A CPU is build to do most of its calculations in serie. One after the other, as fast as possible. When we think of slicing millions of triangles on the CPU it is not hard to imagine that processing all triangles one after the other it might easily be much much slower than in parallel. Even when using multiple cores and multiple threads in your slicing software.
The third challenge a modern day slicer has is to handle large pixel based outputs. Some printers in the marketplace print on resolutions up to 8000 x 8000 pixels. This has consequences for all algorithms creating these slices. Luckily a modern GPU is usually equipped by enough memory to handle these large slices before the pixel data is being transferred over to the computer memory for storage. Creating these large slices with a CPU slicing algorithm will have impacts on your 2D drawing and filling operations of your contours. In our experience not all available drawing libraries are suitable and stable enough to do this.

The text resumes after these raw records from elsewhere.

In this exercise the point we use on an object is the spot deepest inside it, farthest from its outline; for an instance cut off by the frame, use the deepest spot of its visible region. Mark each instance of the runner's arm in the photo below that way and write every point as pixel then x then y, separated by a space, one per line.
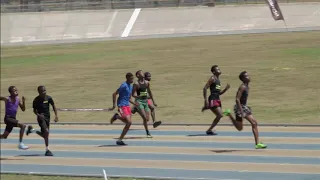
pixel 23 104
pixel 150 93
pixel 34 106
pixel 208 84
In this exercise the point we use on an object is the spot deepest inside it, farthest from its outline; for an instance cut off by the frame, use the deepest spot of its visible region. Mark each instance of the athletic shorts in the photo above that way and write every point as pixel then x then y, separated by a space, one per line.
pixel 214 103
pixel 143 105
pixel 124 111
pixel 10 122
pixel 44 123
pixel 246 110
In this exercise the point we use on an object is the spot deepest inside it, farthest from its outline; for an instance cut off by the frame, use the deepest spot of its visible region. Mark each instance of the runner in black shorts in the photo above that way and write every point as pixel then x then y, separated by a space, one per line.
pixel 41 108
pixel 151 104
pixel 241 109
pixel 213 102
pixel 12 103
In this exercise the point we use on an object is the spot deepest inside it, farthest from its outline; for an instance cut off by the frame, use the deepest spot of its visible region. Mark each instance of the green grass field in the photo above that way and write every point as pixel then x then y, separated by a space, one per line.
pixel 36 177
pixel 284 68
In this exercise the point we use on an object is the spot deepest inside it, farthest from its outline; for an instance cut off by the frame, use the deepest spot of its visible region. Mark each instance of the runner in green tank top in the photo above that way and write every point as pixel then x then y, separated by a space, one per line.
pixel 140 92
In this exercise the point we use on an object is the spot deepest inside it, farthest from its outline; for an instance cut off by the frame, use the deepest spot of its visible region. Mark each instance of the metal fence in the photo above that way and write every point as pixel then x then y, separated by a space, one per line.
pixel 9 6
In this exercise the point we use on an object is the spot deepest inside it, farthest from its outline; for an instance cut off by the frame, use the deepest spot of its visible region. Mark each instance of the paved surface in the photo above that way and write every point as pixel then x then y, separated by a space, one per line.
pixel 182 152
pixel 82 26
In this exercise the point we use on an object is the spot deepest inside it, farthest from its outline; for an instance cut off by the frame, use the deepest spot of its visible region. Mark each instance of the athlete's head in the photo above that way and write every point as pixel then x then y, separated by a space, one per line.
pixel 215 70
pixel 147 76
pixel 42 91
pixel 140 74
pixel 244 77
pixel 129 77
pixel 13 91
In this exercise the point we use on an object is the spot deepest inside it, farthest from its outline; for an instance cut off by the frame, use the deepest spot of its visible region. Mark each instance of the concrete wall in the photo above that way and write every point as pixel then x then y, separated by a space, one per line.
pixel 104 24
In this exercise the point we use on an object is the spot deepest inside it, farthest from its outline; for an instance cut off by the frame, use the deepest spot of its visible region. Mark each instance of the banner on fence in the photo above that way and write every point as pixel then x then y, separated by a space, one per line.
pixel 275 10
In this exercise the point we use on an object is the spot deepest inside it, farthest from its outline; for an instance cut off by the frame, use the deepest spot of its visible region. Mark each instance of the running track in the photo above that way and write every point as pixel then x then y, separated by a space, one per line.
pixel 177 153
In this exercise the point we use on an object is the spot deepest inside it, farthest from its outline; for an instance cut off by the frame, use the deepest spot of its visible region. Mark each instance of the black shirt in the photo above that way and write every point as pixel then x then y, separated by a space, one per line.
pixel 42 105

Last but not least when using a pixel based output for your printer you preferably want to have smooth edges of your cross sections. When slicing on the GPU you can use the highly optimized anti aliasing algorithms developed and perfected for the gaming industry. With a CPU based method the pixel data is potentially generated on the CPU as well. This may limit the anti aliasing result. Mostly however there are fast algorithms available for anti aliasing on the CPU as well. Needless to say, they won’t work in a parallel manner like on the GPU.
We've talked in this article about two different methods of slicing 3D geometry into 2D layers. There are pro's and con's to each method that we can summarize in a table below.
CPU | GPU | |
---|---|---|
Ability to fix errors | Can handle holes easily. Lots of artifacts are problematic. | Can handle lots of artifacts easily. Horizontal holes are problematic. |
Handling large amounts of triangles | Processes serial. Very slow with lots of triangles/parts. Very fast with small parts. | Processes parallel. Much faster to process lots of triangles/parts. Has a small startup cost when processing small parts. |
Creating large slices in pixels | Has consequences for the 2D Drawing/filling algorithms | Most GPU's can easily draw 8000x8000 pixels |
Smooth edges | Dependent on how well 2D Drawing algorithm smooth edges | Perfect anti aliasing build in already |
Now we know the differences it is easier to see why slicing on the GPU can have significant advantages in an industrial environment where a pixel based output is required. It is faster when there are lots of parts to be printed. If one knows that the parts contain no errors it is most certainly the best method to slice. Additionally it allows for advanced anti aliasing algorithms and can be easily scaled to high pixel outputs.
Formware 3D is a software package primarily build for pixel based 3d printers. These are mostly resin and inkjet based machines. As such it has a very robust GPU based slicing algorithm tested on different GPU’s. Over time we developed CPU based slicing algorithms as well and it can currently also slice on the CPU and export .SLC and .GCode formats to work with vector based machines.